The presenters detailed the architectural shift: each Nvidia chip integrates 10‑50 micro‑controllers that run on a configurable RISC‑V core, leveraging hardware isolation primitives such as Physical Memory Protection (PMP), I/O PMP, and Nvidia’s proprietary NVMPU. By standardizing on a single‑core strategy, Nvidia can apply uniform security extensions—point‑masking, control‑flow integrity, and memory‑tagging—across all product lines while still tailoring trust levels for mixed‑criticality workloads.

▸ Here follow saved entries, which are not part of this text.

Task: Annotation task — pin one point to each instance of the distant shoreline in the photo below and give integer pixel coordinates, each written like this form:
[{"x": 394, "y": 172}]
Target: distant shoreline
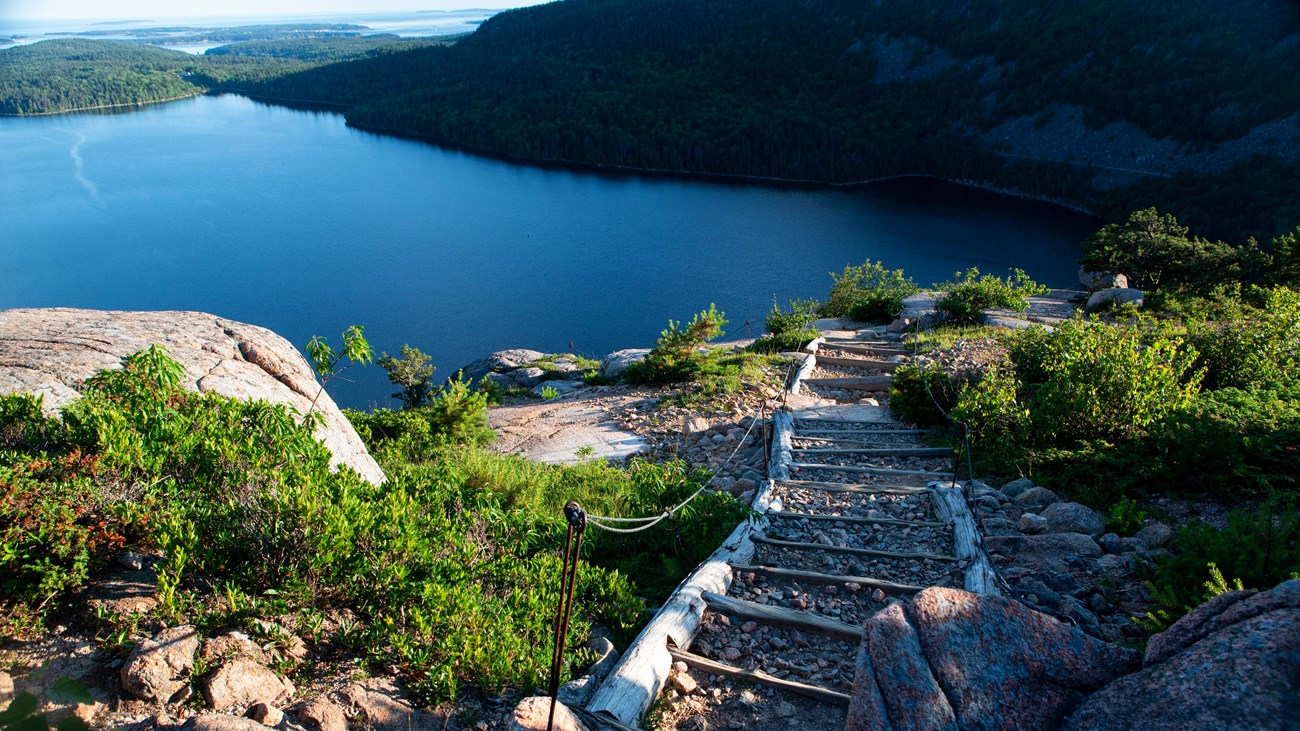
[
  {"x": 104, "y": 107},
  {"x": 601, "y": 167}
]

Key examples included the decision to forego traditional ASLR in favor of stronger, hardware‑assisted protections, the creation of a custom pointer‑masking extension, and the deployment of a dedicated fuzzing accelerator to boost automated vulnerability discovery. Nvidia also retrofitted the RISC‑V toolchain with address‑sanitizer support, a capability that later entered the broader open‑source ecosystem.
The broader implication is a more future‑proof, scalable security foundation that can keep pace with Nvidia’s rapid AI‑centric growth. By contributing extensions back to the RISC‑V foundation, Nvidia helps mitigate fragmentation risks while ensuring that its massive, heterogeneous fleet remains resilient against emerging threats.